Brownstown Town Council approves lease of two trucks for police department



Two vehicles in the Brownstown Police Department’s fleet will soon have a new look.

During a meeting Monday night at the town hall, the Brownstown Town Council unanimously approved a two-year lease for two Dodge Ram trucks from Fletcher Chrysler Dodge Jeep Ram in Franklin.

Assistant Chief Joe Kelly said the first lease payment will be $30,490, and it’s due Jan. 15, 2021. The second payment will be the same amount due on the same date in 2022. Then the department will have an option to buy the trucks for $1.

The other quote was $36,102 from John Jones in Salem.

The council also agreed to let the police department use Signal 10 to upfit the trucks. Kelly said it would cost $3,530 to upfit the first truck with lights and sirens, but the second one would be $395 cheaper because they will utilize equipment out of a vehicle. John Jones’ quote was $4,600 for each vehicle, while Fletcher doesn’t do upfitting in-house, Kelly said.

Kelly planned to order the vehicles Tuesday, and he said they should be ready to go within 60 to 90 days, if not sooner.

“Our goal is to have a mixed fleet of SUVs and trucks,” Kelly said. “With this, we can see where the potential flaws will be of having trucks.”

Kelly said the Jackson County Sheriff’s Department has one truck, while other sheriff’s and municipal departments around the state are switching to trucks. One benefit is they are a few thousand dollars cheaper than the sport utility vehicles.

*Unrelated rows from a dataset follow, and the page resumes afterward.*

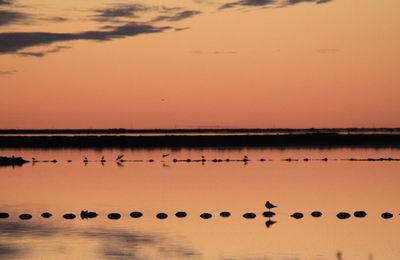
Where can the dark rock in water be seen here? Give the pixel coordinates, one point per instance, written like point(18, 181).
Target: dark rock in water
point(180, 214)
point(297, 215)
point(85, 214)
point(269, 223)
point(269, 205)
point(114, 216)
point(69, 216)
point(205, 215)
point(46, 215)
point(316, 214)
point(343, 215)
point(387, 215)
point(249, 215)
point(360, 214)
point(225, 214)
point(91, 214)
point(4, 215)
point(161, 216)
point(268, 214)
point(25, 216)
point(12, 161)
point(136, 214)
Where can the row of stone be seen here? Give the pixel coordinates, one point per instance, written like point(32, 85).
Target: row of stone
point(181, 214)
point(233, 160)
point(342, 215)
point(136, 214)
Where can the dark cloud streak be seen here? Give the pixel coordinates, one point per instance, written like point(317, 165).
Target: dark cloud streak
point(270, 3)
point(8, 17)
point(177, 17)
point(12, 42)
point(120, 11)
point(40, 54)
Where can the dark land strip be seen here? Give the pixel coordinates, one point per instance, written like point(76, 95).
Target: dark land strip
point(192, 141)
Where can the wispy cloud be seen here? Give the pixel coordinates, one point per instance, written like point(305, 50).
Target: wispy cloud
point(248, 3)
point(8, 17)
point(12, 42)
point(40, 54)
point(177, 17)
point(119, 11)
point(7, 72)
point(270, 3)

Brownstown’s plan is to see how the officers like the trucks and then determine what the future of the fleet looks like.

Since the department received less-than-favorable offers for trading in its seven Ford Interceptors and Chevrolet Traverse, Kelly said he and Chief Tom Hanner are going to see about putting them up for sale.

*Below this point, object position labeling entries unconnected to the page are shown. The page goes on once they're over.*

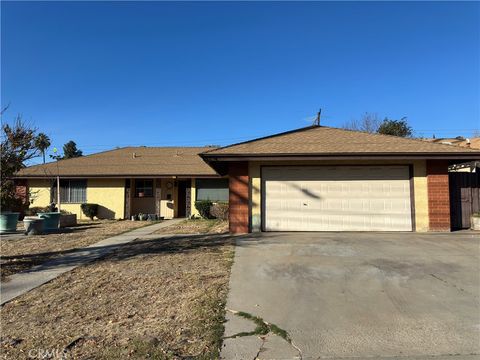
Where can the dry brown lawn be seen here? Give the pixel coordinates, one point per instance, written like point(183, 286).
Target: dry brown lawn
point(196, 226)
point(157, 298)
point(21, 253)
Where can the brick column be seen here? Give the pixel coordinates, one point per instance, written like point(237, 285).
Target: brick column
point(238, 197)
point(438, 195)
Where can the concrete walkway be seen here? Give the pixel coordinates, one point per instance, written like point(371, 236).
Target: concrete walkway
point(23, 282)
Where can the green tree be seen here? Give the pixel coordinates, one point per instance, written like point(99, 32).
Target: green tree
point(70, 150)
point(395, 127)
point(368, 123)
point(18, 145)
point(42, 143)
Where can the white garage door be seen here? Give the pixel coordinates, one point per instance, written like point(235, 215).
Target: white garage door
point(336, 198)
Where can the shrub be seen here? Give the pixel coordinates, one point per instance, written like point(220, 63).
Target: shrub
point(220, 210)
point(90, 210)
point(34, 210)
point(203, 207)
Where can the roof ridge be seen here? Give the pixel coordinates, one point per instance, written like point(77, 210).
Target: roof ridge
point(83, 156)
point(264, 137)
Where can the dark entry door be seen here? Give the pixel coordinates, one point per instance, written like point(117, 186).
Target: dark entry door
point(464, 198)
point(182, 198)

“Our goal is to take whatever monies we get to pay toward new vehicles,” Kelly said. “That will help offset the lease costs in two years when we try to figure out ‘OK, do we want to do all trucks or do we want to do SUVs? Now, is there another vehicle on the market that’s the newest and greatest?’”

The discussion about police vehicles started with the department adding a ninth officer soon but not having a vehicle for that person. A pool car is needed, too.

During the previous two council meetings, Hanner and Kelly discussed various options, including buying a used police vehicle and upfitting it, trading in the current vehicles for a mix of trucks and SUVs or going with all trucks or all SUVs.

After considering all options, the police department and council agreed to lease the trucks for two years and see how officers feel about them.

“The other thought process is try to start staggering some of our cars so we’re not trying to do our whole fleet all at once with the understanding that we know we’ve got cars that are aging that will need to be replaced in the future,” council President Gregg Goshorn said.

The final lease payment on the current vehicles will be made this spring, and then the town owns them.

“Next year, we’ll be able to pay $1 to get rid of the vehicles we choose to retain, and then this would match closely to what our budget had been for vehicles,” Goshorn said.

Knowing the time Kelly and Hanner put into the vehicle situation, the council members expressed their appreciation.

“Thank you,” Goshorn said to Kelly and Hanner. “It was a lot of work, and we appreciate the time you put into this.”